Wang Qishan, vice premier of China, said Tuesday that China had taken “concrete actions” to help some European countries. A Portuguese newspaper reported this week that the Chinese are preparing to buy some Portuguese bonds, helping to cool a simmering financing crisis on the euro zone’s periphery.
The news helped boost two modest rallies in the U.S. stock market and stabilized the euro, which has been sliding for seven weeks against the dollar, at around $1.31.
It seems plausible that Chinese buying of euro bonds could make a difference for stressed-out European borrowers, given China’s trade surplus-driven financial might and the modest immediate financing needs of Portugal.

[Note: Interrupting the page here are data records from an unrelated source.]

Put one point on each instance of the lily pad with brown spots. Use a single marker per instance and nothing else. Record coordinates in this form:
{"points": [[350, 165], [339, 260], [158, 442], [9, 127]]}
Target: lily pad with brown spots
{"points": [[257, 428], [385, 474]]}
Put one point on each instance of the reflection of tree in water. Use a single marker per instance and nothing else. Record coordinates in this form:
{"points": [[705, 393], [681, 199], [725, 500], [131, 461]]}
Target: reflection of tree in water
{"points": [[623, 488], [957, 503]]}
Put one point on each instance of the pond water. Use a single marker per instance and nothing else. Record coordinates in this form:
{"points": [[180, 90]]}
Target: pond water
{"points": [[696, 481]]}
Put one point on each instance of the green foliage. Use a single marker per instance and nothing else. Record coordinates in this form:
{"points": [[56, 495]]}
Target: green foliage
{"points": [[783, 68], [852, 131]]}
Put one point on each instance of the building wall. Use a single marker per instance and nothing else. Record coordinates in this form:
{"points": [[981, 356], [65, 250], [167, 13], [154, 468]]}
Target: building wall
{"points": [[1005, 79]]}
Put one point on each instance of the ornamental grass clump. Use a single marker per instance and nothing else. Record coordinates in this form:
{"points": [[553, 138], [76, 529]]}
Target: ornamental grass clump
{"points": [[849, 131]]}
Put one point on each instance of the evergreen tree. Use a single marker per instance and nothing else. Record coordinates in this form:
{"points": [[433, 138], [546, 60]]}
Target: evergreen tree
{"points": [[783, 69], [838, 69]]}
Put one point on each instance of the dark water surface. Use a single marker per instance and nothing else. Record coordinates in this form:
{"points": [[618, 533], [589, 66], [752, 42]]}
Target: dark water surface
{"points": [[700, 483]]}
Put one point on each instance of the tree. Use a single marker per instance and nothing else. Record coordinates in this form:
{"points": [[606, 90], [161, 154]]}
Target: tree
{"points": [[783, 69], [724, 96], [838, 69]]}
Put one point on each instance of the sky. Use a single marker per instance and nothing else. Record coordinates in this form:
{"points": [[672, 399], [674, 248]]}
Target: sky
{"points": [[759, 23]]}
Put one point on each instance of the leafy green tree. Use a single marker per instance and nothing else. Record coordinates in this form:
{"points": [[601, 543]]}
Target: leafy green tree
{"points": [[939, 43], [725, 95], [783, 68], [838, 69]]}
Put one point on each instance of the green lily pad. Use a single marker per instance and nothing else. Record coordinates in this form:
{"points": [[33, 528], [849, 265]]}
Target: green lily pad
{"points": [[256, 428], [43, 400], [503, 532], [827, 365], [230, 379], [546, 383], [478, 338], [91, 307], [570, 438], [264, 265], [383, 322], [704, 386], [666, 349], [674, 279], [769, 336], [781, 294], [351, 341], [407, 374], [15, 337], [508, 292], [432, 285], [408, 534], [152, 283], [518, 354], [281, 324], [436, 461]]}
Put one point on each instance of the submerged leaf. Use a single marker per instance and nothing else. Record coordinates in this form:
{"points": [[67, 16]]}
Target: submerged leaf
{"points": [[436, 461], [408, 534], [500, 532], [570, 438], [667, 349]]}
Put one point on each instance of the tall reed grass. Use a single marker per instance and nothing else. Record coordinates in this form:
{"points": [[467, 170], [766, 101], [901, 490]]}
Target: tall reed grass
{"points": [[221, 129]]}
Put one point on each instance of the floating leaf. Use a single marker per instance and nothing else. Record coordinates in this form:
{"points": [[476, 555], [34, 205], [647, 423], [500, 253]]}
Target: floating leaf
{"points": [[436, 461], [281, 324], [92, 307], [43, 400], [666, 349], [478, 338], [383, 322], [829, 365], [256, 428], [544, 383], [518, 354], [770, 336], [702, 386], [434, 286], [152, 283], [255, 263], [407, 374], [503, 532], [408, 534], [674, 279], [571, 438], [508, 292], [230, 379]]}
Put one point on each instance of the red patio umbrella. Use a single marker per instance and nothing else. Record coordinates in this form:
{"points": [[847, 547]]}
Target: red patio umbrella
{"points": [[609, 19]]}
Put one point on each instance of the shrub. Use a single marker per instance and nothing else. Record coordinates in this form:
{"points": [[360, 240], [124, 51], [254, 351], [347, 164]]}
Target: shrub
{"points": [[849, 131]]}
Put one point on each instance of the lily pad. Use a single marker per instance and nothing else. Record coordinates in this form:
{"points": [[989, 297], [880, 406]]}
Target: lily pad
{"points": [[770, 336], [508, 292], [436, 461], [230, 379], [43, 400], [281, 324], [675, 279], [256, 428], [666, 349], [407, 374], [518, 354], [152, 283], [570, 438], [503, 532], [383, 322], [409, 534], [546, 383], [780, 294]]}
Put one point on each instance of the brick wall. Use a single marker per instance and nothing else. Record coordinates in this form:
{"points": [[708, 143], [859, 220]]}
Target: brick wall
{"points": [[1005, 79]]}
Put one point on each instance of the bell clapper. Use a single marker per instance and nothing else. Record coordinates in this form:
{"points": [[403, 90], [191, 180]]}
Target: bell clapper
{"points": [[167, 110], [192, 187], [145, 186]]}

Should China buy, say, 4.5 billion euros ($6 billion) worth of Portuguese bonds, it would in one fell swoop satisfy half of the country’s refinancing gap for 2011, FT Alphaville notes.
What’s more, a purchase of that size hardly seems outlandish: Mark Williams, an economist at Capital Economics in London, writes that even conservative assumptions suggest China has been taking down $7 billion to $8 billion a month in euro-denominated assets this year, just as a matter of course.

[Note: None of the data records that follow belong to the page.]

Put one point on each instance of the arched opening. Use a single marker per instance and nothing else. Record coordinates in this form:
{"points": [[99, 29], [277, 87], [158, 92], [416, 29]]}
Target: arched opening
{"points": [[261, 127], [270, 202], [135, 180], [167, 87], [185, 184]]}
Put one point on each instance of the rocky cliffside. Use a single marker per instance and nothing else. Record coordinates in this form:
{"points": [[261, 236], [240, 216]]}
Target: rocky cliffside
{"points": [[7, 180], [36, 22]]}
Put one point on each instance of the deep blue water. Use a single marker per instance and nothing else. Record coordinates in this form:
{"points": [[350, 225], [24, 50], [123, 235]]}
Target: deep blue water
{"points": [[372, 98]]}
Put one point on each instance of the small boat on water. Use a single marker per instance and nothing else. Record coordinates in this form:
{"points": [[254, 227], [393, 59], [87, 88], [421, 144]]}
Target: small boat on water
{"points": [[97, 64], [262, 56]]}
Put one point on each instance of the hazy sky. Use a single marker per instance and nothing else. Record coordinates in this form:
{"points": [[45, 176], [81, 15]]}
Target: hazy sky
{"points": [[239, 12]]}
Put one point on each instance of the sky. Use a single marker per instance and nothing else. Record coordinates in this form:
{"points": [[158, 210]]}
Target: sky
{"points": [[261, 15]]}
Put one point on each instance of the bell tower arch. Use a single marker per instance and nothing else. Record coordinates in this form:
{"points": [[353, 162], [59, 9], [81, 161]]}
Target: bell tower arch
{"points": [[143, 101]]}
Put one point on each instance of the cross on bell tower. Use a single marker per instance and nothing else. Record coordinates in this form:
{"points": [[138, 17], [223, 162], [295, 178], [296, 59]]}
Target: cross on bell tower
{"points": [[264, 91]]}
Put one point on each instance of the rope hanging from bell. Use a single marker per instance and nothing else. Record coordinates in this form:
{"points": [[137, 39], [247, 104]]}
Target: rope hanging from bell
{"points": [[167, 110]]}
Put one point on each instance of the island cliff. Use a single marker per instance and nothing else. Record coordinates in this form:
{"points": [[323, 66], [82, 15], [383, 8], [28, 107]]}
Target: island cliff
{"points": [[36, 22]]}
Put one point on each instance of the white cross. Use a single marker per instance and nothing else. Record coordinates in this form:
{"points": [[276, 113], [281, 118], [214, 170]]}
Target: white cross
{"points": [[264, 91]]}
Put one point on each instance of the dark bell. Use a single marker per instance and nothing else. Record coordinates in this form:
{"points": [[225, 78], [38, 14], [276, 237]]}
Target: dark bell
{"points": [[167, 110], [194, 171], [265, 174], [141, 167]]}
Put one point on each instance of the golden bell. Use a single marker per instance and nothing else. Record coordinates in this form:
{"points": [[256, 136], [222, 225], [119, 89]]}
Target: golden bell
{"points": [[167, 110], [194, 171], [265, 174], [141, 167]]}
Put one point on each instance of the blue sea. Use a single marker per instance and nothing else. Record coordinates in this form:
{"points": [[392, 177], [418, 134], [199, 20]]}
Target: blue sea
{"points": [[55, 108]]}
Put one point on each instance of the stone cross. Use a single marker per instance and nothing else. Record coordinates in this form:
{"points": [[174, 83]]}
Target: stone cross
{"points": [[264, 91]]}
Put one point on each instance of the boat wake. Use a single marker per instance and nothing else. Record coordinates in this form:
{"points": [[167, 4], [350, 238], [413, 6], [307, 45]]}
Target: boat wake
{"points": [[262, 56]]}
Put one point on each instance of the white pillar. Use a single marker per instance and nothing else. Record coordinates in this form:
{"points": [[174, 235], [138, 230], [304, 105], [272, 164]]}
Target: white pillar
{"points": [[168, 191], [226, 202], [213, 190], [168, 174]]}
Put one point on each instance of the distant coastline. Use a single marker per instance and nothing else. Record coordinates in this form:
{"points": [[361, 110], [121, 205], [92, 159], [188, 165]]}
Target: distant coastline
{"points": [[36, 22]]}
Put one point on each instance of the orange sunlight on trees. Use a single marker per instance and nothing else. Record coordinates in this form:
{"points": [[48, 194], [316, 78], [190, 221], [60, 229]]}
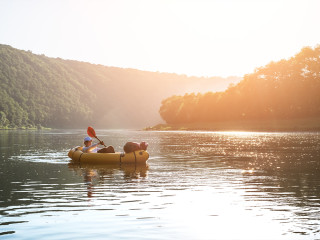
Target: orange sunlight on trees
{"points": [[286, 89]]}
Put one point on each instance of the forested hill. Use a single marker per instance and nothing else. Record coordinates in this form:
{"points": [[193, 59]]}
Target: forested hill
{"points": [[36, 90], [288, 89]]}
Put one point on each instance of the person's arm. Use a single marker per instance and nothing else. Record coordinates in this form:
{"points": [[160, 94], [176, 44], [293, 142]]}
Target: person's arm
{"points": [[89, 149]]}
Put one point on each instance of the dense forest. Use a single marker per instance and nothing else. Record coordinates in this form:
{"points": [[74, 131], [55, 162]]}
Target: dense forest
{"points": [[36, 90], [287, 89]]}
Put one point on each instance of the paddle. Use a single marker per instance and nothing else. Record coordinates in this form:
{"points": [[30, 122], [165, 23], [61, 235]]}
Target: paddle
{"points": [[92, 133]]}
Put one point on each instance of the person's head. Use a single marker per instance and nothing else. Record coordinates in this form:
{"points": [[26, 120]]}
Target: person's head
{"points": [[143, 145], [87, 141]]}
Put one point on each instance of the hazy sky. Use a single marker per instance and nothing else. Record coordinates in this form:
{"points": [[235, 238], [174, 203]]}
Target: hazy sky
{"points": [[192, 37]]}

Yet this gift may not keep on giving. China agreed this summer, for instance, to buy some Spanish bonds. That helped to assure the success of a key debt auction, though China demanded in return that European ministers publish the results of their bank stress tests – an effort that is now widely regarded as something less than an overwhelming success, given that Spain and other weaker euro economies are now back in the soup.
What’s more, as FT Alphaville’s Joseph Cotterill asks this week, is what’s the quid pro quo this time? The mind boggles, because, as Howard Simons of Bianco Research has been saying, bringing the Chinese in to help clean up messes in Western financial markets has a, let’s say, mixed track record.

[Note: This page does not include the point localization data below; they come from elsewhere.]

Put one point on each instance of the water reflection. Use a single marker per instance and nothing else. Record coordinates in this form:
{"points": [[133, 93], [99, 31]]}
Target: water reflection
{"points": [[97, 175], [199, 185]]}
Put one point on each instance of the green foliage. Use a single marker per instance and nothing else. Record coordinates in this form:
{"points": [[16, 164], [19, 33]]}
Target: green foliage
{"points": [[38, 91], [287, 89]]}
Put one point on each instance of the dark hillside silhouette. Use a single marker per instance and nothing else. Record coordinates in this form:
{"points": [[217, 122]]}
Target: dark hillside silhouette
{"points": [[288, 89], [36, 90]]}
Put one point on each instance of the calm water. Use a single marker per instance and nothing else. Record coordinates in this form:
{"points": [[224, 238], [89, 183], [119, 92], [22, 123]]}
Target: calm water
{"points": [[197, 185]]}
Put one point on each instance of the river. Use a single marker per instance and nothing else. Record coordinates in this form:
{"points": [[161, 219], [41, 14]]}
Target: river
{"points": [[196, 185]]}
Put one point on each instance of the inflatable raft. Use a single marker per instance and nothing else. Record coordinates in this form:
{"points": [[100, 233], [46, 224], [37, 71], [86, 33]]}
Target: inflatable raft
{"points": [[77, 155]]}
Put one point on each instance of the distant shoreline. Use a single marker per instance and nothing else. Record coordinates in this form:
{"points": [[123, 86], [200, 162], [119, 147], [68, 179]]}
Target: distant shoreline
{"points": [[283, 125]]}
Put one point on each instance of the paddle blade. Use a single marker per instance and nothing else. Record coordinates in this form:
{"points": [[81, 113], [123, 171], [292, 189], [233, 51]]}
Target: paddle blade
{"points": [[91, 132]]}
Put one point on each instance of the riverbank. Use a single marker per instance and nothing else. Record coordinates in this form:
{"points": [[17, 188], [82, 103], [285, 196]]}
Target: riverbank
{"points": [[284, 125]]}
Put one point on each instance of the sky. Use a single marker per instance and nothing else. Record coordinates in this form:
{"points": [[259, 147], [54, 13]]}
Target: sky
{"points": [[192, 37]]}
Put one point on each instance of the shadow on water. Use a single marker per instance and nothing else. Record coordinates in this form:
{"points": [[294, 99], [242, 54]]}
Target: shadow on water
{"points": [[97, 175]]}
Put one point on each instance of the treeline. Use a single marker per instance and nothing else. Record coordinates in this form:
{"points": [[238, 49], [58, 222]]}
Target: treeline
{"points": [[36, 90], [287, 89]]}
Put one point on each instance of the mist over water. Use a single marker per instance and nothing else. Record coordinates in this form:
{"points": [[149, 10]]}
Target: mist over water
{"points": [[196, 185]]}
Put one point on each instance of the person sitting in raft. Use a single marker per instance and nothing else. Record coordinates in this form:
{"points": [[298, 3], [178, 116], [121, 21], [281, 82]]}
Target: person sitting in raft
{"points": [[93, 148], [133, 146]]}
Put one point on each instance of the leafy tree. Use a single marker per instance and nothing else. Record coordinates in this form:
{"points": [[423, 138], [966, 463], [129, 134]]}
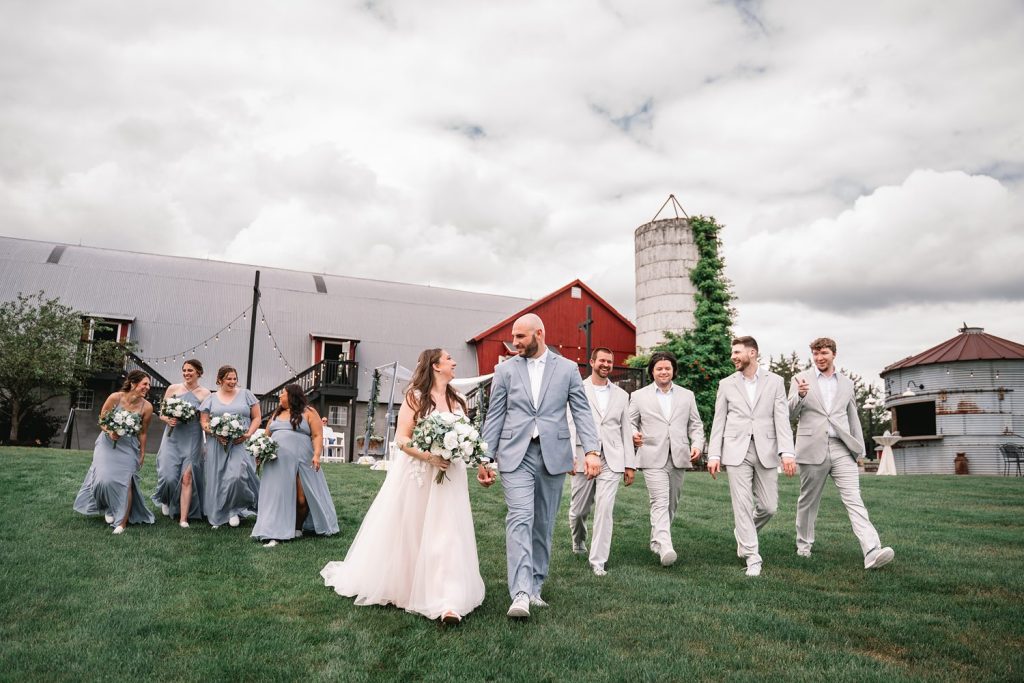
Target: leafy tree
{"points": [[42, 357], [704, 351]]}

He points to the unofficial accord reached in the summer of 2008, in the days before Hank Paulson started waxing on about his bazooka. That one kept China buying U.S. debt and supporting the dollar in exchange for what turned out to be a two-year pause in the yuan’s appreciation against the dollar.
At the time, this deal seemed to offer everyone something: China got a bit of exchange-rate relief for its politically powerful exporters, Europe got an end to the surge in the value of the euro that was bringing domestic economies to heel, and the U.S. got to stop worrying its biggest creditor would pull back from its nervous debt markets. The way was paved for a continuation of global growth, surely?
But two months later, what we got instead was a global financial meltdown.
Of course, there is no shortage of moving parts in global finance and it would be unfair to blame the bazooka accord for what followed. But it’s also hard to ignore that deals like the one apparently being pursued by China and Europe have costs as well as benefits — and that any deal that delays European leaders’ reckoning with their structural problems is likely to register in the final accounting as a cost.
It would obviously be nice to avoid a default in Portugal, but Chinese bond buying alone is not the solution to anyone’s problems.